Until we realised, we live in the Welsh Valleys and those thick, black clouds decided to stitch us up and piss all over our parade. Quite literally.
But in the interest of making the best out of any situation, we decided to bring the picnic indoors. My friends and I will never willingly miss a chance to drink copious amounts of wine while we lie around and talk. So, we played some nature SFX on the iPod and huddled around our picnic baskets on a blanket spread across my living room floor.
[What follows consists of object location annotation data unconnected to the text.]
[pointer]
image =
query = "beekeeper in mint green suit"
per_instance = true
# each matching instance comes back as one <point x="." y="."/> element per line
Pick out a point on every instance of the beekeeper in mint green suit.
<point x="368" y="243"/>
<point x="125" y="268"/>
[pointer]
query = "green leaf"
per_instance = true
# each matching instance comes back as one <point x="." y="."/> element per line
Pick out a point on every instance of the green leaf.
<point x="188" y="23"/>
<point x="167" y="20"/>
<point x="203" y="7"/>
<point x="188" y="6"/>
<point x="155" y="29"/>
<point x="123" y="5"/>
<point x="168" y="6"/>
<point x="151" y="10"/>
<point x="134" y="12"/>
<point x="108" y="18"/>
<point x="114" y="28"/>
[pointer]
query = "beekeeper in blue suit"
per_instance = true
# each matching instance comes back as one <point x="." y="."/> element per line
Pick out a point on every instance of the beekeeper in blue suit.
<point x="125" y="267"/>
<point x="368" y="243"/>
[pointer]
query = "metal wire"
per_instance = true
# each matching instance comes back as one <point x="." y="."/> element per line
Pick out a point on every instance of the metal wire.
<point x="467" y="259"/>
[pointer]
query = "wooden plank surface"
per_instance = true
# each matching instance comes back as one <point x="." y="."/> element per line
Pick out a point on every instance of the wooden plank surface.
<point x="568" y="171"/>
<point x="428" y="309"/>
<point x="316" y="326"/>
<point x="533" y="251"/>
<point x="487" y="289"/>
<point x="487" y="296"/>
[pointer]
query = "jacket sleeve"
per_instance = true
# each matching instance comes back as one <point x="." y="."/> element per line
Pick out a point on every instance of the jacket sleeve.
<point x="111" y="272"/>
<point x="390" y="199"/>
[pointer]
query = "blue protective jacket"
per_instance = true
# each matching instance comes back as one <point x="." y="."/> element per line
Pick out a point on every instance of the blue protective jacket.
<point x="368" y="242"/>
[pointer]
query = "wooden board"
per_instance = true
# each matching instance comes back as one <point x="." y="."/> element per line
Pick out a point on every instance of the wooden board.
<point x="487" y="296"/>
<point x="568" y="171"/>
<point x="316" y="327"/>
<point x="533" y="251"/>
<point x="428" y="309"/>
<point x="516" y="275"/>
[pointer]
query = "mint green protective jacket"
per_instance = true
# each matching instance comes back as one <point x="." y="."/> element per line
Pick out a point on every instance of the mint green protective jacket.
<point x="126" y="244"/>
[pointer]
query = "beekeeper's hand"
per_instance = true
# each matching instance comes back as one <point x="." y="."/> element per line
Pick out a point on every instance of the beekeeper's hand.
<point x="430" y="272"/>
It was quite perfect actually.
Silver linings and what not.
One look at the ingredient list is enough to make you clutch your pearls and mourn beach bodies of the past but remember, this is not for every day and it’s not designed to eat in its entirety, tempting though that may be.
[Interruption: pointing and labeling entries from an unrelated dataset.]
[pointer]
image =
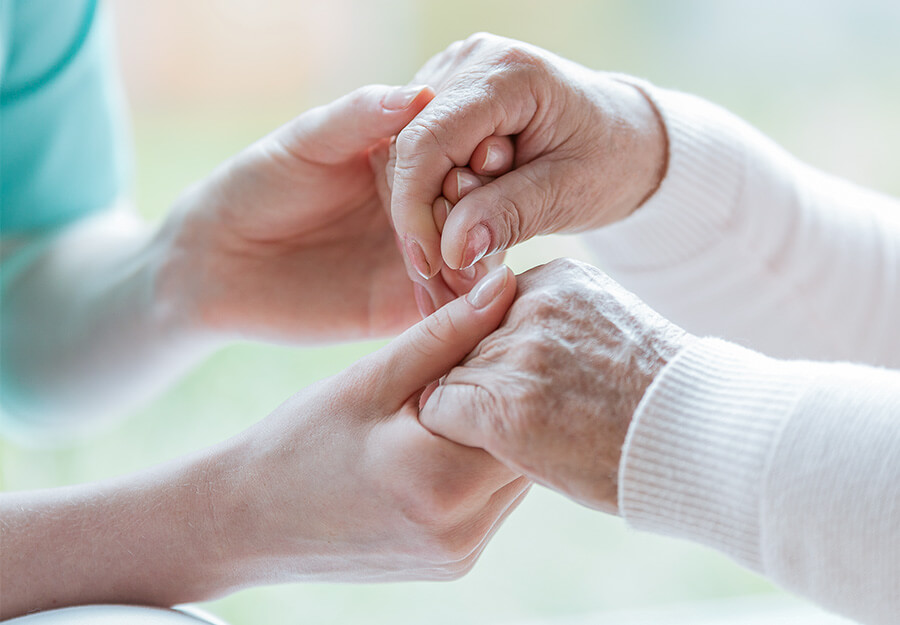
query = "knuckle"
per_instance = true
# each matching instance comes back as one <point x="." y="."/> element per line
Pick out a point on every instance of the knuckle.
<point x="416" y="139"/>
<point x="510" y="217"/>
Make them when you know you will have several mouths to feed and then watch with glee as they vanish, square by square. They keep really well in the fridge too, so they’re even better if you make them for a rainy day. There are some recipes that are designed to purely punctuate a bad situation with a smiley face. This is one of my favourite kind of smiles.
For the base
350g shortbread biscuits
For the peanut butter caramel
100g soft brown sugar
397g can condensed milk
2 tablespoons peanut butter
For the top
250g dark chocolate
- Line a 20 x 20cm square tin with baking parchment.
- For the base, place the biscuits in a ziplock bag, zip it up and bash the biscuits to dust. You want them crushed to dust – any chunks may make the base crumbly when you cut it.
- Put the butter for the base in a saucepan and heat it until it melts. Empty the biscuit dust into the butter and stir until thoroughly combined.
- Empty the buttery biscuit dust into the lined tin and using the back of a spoon, spread the biscuits to cover the base of the tin. Continue sliding the spoon over the surface until you flatten and smooth it as best as you can. Pop the tin in the fridge.
- For the caramel, and using the same pan if you want, melt the butter and soft brown sugar together, stirring as you go. Once the butter is completed melted, pour the condensed milk in. Continue stirring until everything combines
- Bring the mixture to a bit of a savage bubble and keep it bubbling for about 3 minutes, stirring as you go so that it doesn’t stick to the bottom. After the 3 minutes is up, take it off the heat and stir the peanut butter through.
- Take the biscuit base out of the fridge, pour the caramel over the biscuit base and again, using the back of a spoon, smooth it as best as you can. Once smoothed out over the biscuits, this time slip it in the freezer. The caramel layer will take longer to cool than the biscuit layer, so the freezer is better this time.
- Now for the third and final layer, using the same pan again if you want (just give it a rinse), break the chocolate into small squares in the pan and add in the butter. Bring the pan to a medium heat, stirring the chocolate and butter together until they both melt and create a liquid, buttery pool. This won’t take too long, but don’t bring it to a boil.
- Remove the biscuit and caramel tin and using a gentle fingertip, press the caramel to check if it’s set. You want it set enough so that the chocolate will sit comfortably on top. If you think it needs more time in the freezer, let it be so.
- When your caramel is set, pour the chocolate over. Again, use the back of a spoon, to coax the chocolate into the corners of the tin so that the caramel is completely covered.
- Now slip the tin in the fridge for about 2 hours, but I tend to leave mine overnight to be sure.
- Cut it into like… 12 slices? I’ve gone for big chunky slices but also tiny, little squares. There’s no bad way to cut these, no matter which way you slice it. If someone wants more, and they will, they’ll ask.